The center will provide medical services, counseling, and legal aid as well as assistance with reporting attacks to the police. It is important for the government and its partners to move quickly to make such centers available in other districts, Human Rights Watch said.

In 2006, Zambia established the first coordinated response center in the capital, Lusaka. Led by Care Zambia, the center is not based in a hospital but works closely with the University Teaching Hospital in Lusaka. In 2008, Care Zambia formed a partnership with the government and a number of nongovernmental organizations (NGOs) to establish similar coordinated response centers in health facilities in six districts.

"The Ministry of Health has given us space in health centers to establish similar centers in the provinces and districts of Lusaka, Mazabuka, Kitwe, Ndola, and Livingstone," said Christine Munalula, program manager for A Safer Zambia (ASAZA) at Care Zambia. "We are currently negotiating a memorandum of understanding with the ministry on how these centers will operate and are working to renovate and equip them."

Sexual and gender-based violence against women and children is common in Zambia, especially in Lusaka and the Copperbelt provinces. It is difficult to determine the true extent because many victims or survivors do not report the violence or underreport it. The Zambian police’s Victims Support Unit had reports of 65 rapes of adults and 626 of children in Lusaka alone from January to August 2008.

The high levels of such violence contribute to Zambia’s AIDS pandemic. In a December 2007 report, "Hidden in the Mealie-Meal: Gender-Based Abuses and Women’s HIV treatment in Zambia" Human Rights Watch showed that violence against women by intimate partners and the lack of secure property rights impede women’s access to HIV information and testing, and interfere with their ability to start or continue using freely available HIV treatment.

The report urged the Zambian government to establish a task force to examine various models for addressing sexual and gender-based violence in health facilities, to devise a model that would be effective for Zambia, and put programs into operation in the country’s nine provinces.

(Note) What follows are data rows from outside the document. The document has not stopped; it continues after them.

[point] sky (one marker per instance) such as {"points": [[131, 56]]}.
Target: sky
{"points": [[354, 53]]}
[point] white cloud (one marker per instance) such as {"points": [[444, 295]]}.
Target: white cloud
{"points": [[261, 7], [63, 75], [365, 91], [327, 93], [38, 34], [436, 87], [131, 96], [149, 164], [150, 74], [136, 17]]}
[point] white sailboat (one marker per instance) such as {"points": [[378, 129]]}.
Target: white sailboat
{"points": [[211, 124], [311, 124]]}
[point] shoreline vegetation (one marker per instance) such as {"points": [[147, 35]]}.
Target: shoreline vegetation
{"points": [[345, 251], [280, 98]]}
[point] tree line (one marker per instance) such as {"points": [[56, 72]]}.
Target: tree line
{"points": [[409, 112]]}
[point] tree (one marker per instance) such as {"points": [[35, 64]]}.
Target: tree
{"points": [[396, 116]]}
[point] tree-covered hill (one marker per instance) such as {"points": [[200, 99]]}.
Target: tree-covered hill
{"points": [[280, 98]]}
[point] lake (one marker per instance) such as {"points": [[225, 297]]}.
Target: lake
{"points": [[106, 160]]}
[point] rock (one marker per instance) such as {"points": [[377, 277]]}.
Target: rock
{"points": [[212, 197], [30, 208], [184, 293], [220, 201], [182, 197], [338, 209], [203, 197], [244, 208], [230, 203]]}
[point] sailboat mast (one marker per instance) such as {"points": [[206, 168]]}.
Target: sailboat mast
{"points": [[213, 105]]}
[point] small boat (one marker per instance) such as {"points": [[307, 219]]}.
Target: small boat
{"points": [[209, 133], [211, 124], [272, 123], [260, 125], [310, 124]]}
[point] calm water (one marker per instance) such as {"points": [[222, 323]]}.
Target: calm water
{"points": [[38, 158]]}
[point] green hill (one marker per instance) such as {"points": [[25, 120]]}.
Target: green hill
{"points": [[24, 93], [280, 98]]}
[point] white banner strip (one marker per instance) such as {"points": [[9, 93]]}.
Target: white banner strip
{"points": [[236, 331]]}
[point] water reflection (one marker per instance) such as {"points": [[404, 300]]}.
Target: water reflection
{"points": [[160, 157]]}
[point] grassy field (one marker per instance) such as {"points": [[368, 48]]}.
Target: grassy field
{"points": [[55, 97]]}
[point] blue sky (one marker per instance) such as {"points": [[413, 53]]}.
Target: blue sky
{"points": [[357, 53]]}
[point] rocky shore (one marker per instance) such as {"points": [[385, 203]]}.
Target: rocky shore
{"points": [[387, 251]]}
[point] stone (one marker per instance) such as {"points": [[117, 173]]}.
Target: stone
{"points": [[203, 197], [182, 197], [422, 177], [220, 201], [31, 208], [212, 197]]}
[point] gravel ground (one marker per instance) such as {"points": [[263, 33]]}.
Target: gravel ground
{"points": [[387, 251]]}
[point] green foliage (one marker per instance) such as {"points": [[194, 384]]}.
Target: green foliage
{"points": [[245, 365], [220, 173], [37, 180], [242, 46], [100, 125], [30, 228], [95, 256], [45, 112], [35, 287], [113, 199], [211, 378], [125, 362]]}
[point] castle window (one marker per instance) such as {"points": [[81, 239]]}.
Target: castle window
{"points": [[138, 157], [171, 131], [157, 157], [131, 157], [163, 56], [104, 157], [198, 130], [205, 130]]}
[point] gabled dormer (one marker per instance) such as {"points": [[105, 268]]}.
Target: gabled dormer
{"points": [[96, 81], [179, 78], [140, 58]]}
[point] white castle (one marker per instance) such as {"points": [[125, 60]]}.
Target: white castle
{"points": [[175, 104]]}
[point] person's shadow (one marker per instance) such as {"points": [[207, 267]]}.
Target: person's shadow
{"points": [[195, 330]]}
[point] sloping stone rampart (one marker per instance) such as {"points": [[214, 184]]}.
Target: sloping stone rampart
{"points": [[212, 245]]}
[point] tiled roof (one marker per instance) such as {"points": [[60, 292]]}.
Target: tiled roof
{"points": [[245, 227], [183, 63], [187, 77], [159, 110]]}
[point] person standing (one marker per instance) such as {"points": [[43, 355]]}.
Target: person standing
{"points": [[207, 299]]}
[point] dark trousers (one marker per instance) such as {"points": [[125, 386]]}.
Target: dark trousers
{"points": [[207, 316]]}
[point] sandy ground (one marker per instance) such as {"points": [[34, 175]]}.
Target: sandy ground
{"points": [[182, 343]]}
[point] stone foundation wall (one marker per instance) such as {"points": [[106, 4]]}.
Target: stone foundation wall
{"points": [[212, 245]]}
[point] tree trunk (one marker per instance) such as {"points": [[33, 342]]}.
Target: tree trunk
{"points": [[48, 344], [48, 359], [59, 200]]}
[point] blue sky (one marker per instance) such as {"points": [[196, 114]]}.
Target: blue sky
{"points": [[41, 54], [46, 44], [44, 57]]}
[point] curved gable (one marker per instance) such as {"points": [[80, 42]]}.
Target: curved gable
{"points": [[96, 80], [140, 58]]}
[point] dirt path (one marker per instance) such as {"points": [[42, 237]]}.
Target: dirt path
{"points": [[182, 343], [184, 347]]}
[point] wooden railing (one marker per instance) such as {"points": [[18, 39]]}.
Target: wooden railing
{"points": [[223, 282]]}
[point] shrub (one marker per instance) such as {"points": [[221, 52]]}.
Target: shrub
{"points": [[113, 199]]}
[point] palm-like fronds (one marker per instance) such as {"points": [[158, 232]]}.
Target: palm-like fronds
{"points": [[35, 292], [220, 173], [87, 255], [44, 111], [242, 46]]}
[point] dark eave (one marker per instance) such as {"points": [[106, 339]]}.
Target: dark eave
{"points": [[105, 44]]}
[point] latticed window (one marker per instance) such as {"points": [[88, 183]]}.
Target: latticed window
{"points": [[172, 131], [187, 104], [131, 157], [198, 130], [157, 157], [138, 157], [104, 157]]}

The report also recommended that the government enact and enforce legislation to address shortcomings in the penal code, which currently does not criminalize marital rape and psychological abuse. The Ministry of Justice and the Zambia Law Development Commission have been working on a draft bill addressing sexual and gender-based violence, in consultation with NGOs, but the bill does not criminalize marital rape.

"The Zambian government should back the important progress it has made on providing support services to victims by adopting a long-overdue Sexual Offences and Gender Violence Bill, which needs to include provisions that criminalize marital rape," Ali said.

Background

The continuing high levels of sexual and gender-based violence contribute to Zambia’s already devastating AIDS problem. According to UN estimates, HIV prevalence in Zambia was 13.1 percent in 2007. Although this represents a reduction in HIV prevalence compared with 2006, in real terms an estimated 182,228 more people were affected in 2007 because of population increases. Prevalence of HIV among pregnant women in 2007 was estimated to be 19.3 percent. The number of people on HIV treatment has increased, according to the United Nations, from 82,030 in 2006 to 151,000 in December 2007.

The coordinated response centers are funded by United States President’s Women, Justice, and Empowerment Initiative (WJEI) and the European Union. Care Zambia is the lead agency for establishing the centers, in partnership with a number of Zambian government ministries and agencies, including the Ministry of Health, the Gender in Development Division, and the Victim Support Unit. Other partners include a number of nongovernmental organizations such as World Vision, Africare, Catholic Relief Services, and Zambia’s chapters of Young Women’s Christian Association, Women and Law in Southern Africa, and the International Justice Mission.